Aan literatuur over Stalin is er geen gebrek, zie bijvoorbeeld Martin Amis’ uitstekende Koba the Dread, en voor wie meer wil weten over de verschrikking van de Russische kampen is Solzjenitsyns De goelagarchipel een aanbevelenswaardig standaardwerk. Maar Romanov was een betrouwbare chroniqueur van het gewone dagelijkse leven in de Sovjet-Unie, in tegenstelling tot de terecht vergeten propagandaschrijvers van het socialistisch realisme.

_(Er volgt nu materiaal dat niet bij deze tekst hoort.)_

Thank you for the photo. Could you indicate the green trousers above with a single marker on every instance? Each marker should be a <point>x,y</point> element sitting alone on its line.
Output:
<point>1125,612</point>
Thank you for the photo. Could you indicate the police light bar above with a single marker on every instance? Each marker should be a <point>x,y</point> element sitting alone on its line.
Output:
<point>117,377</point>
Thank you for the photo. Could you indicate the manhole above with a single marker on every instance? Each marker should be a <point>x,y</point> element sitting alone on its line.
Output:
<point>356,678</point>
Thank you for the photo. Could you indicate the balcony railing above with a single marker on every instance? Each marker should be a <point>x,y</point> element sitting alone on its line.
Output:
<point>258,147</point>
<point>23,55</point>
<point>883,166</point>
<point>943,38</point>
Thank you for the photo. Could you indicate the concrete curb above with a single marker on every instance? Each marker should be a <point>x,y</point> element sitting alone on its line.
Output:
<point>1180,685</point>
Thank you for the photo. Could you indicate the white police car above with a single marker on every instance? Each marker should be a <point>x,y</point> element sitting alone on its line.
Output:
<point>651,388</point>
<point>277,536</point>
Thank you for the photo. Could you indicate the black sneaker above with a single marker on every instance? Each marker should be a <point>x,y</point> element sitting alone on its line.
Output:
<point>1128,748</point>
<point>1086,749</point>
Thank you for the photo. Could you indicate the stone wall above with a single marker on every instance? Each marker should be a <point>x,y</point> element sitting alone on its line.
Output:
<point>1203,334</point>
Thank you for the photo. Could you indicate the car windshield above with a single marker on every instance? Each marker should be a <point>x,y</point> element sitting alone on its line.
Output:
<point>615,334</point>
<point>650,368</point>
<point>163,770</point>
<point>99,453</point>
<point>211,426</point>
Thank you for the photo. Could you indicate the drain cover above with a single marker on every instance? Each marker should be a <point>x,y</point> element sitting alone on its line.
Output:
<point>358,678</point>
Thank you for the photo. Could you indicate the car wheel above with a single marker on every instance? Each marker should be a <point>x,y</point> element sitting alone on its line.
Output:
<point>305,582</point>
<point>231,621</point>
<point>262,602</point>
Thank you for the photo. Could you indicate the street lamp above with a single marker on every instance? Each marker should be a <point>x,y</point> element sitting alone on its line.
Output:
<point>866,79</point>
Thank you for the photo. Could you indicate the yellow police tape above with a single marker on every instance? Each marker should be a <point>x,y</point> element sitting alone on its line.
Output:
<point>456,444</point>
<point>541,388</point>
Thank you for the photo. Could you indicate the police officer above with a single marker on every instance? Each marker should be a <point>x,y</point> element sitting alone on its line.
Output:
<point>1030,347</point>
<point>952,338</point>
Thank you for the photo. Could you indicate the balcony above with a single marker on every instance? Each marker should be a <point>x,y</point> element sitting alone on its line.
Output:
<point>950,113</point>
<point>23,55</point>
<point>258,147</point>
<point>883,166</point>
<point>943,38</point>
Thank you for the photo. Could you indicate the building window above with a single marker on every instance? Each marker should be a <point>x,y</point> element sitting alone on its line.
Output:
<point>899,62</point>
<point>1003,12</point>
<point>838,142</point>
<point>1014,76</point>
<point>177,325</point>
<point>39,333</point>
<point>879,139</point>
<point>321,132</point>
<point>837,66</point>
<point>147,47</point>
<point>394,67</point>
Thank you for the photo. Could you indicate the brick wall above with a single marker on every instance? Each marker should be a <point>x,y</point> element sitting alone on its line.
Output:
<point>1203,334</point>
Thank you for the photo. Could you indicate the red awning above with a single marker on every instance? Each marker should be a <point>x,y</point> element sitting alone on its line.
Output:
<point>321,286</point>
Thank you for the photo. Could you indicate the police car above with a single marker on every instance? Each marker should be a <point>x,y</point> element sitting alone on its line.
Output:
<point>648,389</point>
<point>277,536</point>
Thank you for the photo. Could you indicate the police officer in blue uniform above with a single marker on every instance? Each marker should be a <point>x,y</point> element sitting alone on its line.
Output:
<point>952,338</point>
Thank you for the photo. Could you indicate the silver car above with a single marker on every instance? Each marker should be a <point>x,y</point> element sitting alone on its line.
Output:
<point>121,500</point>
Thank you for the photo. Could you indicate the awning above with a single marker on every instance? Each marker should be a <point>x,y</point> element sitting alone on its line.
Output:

Hoofdpersoon Ippolit Grigorjevtitsj Kisljakov is een intellectuele Moskoviet die in een museum werkt. De sfeer op straat is veranderd: arbeiders bepalen nu de toon en overal is communistische propaganda te zien. Een ijzingwekkende slogan als ‘wij zuiveren ons apparaat van vijandige en wezensvreemde elementen’ is een ondubbelzinnig pleidooi voor gewelddadige onderdrukking van dissidenten. Ook in het Centraal Museum, waar Kisljakov werkt, waart het spook van de revolutie rond. Er komt een nieuwe directeur aan het roer, kameraad Poloechin, lid van de Komsomol en opgeklommen uit de arbeidersklasse. Met hem is ‘de straat binnengekomen’, tot grote ongerustheid van de intellectuelen die in het museum werken, want de proletarisering van het personeel is onherroepelijk:

Ik zie dat de intelligentsia hier de toon zet,’ ging Poloechin verder. ‘Haar rangen moeten een beetje worden gezuiverd. Ik zal haar dat vandaag onder ogen brengen en laten zien wie hier de baas is: het proletariaat of zij.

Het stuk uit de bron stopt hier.